EmitenNews.com - Industri perhotelan belum sepenuhnya merasakan imbas dari pada lonjakan kunjungan wisatawan mancanegara (wisman) ke Indonesia. Di tengah kenaikan jumlah turis asing sepanjang kuartal I-2026, tingkat okupansi hotel justru belum menunjukkan perbaikan signifikan, khususnya di Bali. PHRI mengeluh, dan menuding maraknya penginapan liar, atau akomodasi ilegal membuat industri perhotelan kehilangan pangsa pasar.

Seperti diketahui Badan Pusat Statistik (BPS) mencatat jumlah kunjungan wisman pada Januari-Maret 2026 mencapai 3,43 juta kunjungan.Terjadi kenaikan 8,62% dibandingkan periode yang sama tahun lalu. Angka tersebut menjadi yang tertinggi sejak 2020.

Dalam keterangannya kepada pers, seperti dikutip Kamis (7/5/2026), Sekretaris Jenderal Perhimpunan Hotel dan Restoran Indonesia (PHRI), Maulana Yusran, menilai kenaikan jumlah turis asing memang nyata terjadi, meski belum melampaui capaian 2019, sekitar 16 juta wisman. Namun, dampaknya terhadap industri hotel belum merata di berbagai daerah.

Data yang ada menunjukkan, pergerakan wisman masih terkonsentrasi di beberapa wilayah utama seperti Bali, Jakarta, Kepulauan Riau, Yogyakarta, dan Jawa Timur.
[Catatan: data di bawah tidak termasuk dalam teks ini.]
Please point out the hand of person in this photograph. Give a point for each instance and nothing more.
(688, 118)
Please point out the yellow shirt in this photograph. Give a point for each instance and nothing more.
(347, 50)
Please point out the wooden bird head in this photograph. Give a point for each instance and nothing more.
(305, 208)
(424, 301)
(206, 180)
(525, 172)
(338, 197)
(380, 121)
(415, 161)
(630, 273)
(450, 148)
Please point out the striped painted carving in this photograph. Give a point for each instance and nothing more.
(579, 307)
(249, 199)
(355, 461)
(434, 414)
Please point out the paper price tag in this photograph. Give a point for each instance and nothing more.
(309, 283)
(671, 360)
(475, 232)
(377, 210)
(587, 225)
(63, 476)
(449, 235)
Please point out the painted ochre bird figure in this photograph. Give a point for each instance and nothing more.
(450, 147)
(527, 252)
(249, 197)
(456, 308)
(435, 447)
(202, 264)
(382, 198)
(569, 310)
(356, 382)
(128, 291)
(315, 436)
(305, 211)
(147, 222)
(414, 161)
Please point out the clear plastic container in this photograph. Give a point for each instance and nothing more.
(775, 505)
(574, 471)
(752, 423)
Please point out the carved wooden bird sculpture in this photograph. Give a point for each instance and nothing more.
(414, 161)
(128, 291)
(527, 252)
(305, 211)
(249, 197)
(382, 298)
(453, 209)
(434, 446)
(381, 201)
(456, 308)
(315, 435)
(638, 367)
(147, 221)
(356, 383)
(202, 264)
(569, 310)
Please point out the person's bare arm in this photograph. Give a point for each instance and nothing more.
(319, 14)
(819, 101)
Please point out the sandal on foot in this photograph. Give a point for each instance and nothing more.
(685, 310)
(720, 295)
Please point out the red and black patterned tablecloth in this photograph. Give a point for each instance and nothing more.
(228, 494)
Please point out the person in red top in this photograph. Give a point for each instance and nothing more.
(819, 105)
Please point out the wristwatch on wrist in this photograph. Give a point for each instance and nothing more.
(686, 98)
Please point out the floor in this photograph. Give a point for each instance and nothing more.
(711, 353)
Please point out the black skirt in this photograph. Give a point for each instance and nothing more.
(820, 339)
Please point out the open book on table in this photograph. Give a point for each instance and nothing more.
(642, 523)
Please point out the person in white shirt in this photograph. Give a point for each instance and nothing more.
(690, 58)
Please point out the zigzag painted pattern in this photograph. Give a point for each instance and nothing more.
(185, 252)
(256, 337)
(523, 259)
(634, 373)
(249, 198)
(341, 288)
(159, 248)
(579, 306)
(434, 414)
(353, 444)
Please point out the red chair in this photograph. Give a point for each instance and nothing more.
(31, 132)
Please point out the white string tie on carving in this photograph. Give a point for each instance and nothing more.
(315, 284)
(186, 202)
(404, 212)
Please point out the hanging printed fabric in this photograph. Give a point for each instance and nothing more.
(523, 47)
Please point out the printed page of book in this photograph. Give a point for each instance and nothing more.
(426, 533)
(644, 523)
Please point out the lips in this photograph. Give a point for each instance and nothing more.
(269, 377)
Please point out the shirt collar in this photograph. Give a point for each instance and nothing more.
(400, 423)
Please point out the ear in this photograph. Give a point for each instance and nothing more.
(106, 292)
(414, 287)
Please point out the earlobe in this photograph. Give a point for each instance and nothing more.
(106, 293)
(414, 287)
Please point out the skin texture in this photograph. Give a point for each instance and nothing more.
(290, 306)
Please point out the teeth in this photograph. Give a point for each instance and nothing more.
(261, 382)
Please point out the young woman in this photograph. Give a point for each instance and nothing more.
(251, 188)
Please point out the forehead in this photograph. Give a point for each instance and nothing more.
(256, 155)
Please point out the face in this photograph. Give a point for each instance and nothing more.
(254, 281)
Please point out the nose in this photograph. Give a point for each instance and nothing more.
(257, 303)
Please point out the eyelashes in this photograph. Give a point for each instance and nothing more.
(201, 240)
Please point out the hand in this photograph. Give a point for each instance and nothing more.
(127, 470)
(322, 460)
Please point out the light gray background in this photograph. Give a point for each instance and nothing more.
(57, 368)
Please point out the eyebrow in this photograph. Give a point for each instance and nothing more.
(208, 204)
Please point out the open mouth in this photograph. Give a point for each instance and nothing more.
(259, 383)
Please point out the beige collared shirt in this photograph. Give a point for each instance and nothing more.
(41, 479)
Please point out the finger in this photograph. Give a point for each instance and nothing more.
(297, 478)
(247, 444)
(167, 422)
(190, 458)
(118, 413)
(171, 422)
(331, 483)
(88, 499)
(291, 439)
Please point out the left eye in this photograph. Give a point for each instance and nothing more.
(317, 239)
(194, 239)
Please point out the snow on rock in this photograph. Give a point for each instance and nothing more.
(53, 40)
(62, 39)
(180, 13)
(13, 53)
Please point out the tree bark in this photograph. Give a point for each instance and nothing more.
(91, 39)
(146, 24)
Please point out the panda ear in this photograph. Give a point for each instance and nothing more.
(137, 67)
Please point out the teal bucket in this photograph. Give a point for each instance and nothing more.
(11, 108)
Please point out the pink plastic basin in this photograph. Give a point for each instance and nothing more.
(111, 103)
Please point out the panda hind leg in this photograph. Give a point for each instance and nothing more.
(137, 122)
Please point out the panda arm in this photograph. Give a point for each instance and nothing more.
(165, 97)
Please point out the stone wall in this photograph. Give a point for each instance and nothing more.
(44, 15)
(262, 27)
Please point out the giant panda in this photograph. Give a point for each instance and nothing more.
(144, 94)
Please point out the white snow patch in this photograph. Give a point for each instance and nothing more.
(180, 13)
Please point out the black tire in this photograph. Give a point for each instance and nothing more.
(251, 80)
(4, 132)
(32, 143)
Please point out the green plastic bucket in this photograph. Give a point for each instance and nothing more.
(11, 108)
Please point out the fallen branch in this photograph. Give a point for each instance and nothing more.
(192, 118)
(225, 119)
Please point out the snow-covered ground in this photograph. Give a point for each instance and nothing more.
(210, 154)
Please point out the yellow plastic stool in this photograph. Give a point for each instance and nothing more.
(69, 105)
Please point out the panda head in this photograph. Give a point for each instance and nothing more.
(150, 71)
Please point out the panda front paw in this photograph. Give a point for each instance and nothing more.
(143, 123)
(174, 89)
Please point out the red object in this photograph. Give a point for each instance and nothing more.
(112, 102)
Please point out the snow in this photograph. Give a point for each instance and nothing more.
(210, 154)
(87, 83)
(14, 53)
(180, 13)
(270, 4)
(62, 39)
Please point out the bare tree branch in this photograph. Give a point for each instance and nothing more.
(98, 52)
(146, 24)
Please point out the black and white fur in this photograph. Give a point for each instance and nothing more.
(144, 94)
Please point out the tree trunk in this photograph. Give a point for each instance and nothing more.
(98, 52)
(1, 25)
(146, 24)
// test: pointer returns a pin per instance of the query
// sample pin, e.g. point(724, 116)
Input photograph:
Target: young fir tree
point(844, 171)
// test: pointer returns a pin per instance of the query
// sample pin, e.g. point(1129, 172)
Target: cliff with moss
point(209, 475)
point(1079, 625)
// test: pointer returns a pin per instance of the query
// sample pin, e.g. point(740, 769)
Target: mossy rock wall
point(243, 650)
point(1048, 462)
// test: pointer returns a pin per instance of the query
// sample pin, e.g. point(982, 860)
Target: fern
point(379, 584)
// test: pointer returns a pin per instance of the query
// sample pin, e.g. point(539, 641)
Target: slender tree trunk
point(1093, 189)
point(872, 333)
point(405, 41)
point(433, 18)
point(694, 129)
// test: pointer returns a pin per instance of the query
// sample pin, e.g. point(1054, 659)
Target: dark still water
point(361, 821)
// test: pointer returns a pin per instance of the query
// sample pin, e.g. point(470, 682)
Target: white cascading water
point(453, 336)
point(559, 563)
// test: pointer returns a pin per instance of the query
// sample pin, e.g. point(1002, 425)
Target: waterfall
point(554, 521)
Dari seluruh daerah tersebut, Bali masih menjadi tujuan terbesar wisatawan asing.

Meski begitu, tingginya arus turis asing ke Bali belum otomatis mengerek tingkat hunian hotel. Maraknya akomodasi ilegal menjadi tantangan utama yang kini dihadapi industri perhotelan.

"Yang jadi tantangan di Bali itu peningkatan wisman tidak seiring dengan peningkatan okupansi hotel karena banyaknya akomodasi liar. Mereka berusaha tapi tidak memiliki izin yang sesuai dengan peraturan perundang-undangan," ujarnya.

PHRI menilai lemahnya pengawasan izin usaha membuat banyak akomodasi nonformal tumbuh tanpa kontrol. Kondisi itu dinilai merugikan hotel resmi sekaligus mengurangi potensi Pendapatan Asli Daerah (PAD).

"Setiap usaha itu harus punya kontribusi terhadap PAD dan serapan tenaga kerja. Kalau ada pembiaran terhadap yang liar-liar itu, ya kontribusinya semakin kecil. Wisman meningkat tapi tidak berkontribusi terhadap PAD," sebutnya.

Tingkat Okupansi Hptel Masih Berada Pada Kisaran 50 Persen

Kondisi tersebut tercermin dari tingkat okupansi hotel yang masih berada di kisaran 50%. Pada kuartal I-2026, rata-rata okupansi hotel di Bali tercatat sekitar 54%, sedangkan pada Maret berada di level sekitar 56%. Kalau dibandingkan tahun lalu memang sedikit lebih tinggi. Tapi belum terlalu signifikan.